My work as a magazine editor often took me to Washington and Hollywood, two places where, if you ask people the time of day, you can see them trying to figure out what time you would like it to be.
So when David Geffen, Beverly Hills mogul, calls Hillary and Bill Clinton of D.C. liars, he may simply be stating the obvious.
But we are talking here of two professions in which people have raised lying to a fine art, where words seldom visit brains before going straight from the id to the mouth. To mix biological metaphors, movie people and politicians lie from the heart.
Geffen, in his blunt way, was echoing the late Daniel Patrick Moynihan, U.S. Senator and Harvard professor. An odd couple, but on this subject, there is barely one degree of separation between them.
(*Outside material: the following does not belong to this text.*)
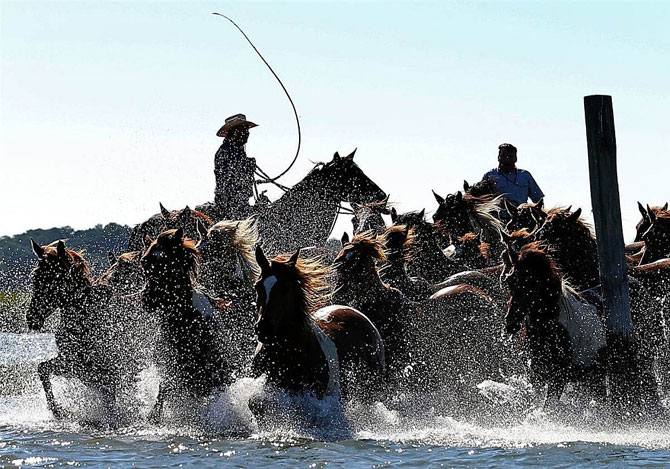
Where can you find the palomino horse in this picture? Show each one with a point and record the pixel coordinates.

Geffen’s remark that “Everybody in politics lies, but they do it with such ease, it’s troubling” set off a mudfight. Clinton’s Hollywood supporters demanded Obama apologize and Obama wondered why he should be responsible for what Geffen said.
If this raises a sensitive issue for the Clintons, Geffen did not invent it.
Moynihan, whom Hillary eventually replaced, was deeply troubled during Bill Clinton’s Senate trial. He voted against impeachment but backed censuring him.
“There’s a sort of absence of character which has been the quality of this administration,” he told the New Yorker’s Jeffrey Toobin.
The sight of Hillary supporters trying to drag Barack into her perceived problem does not contradict Moynihan.
So welcome to the big leagues, Senator Obama. When they throw high, hard curves at you, keep keeping your head down.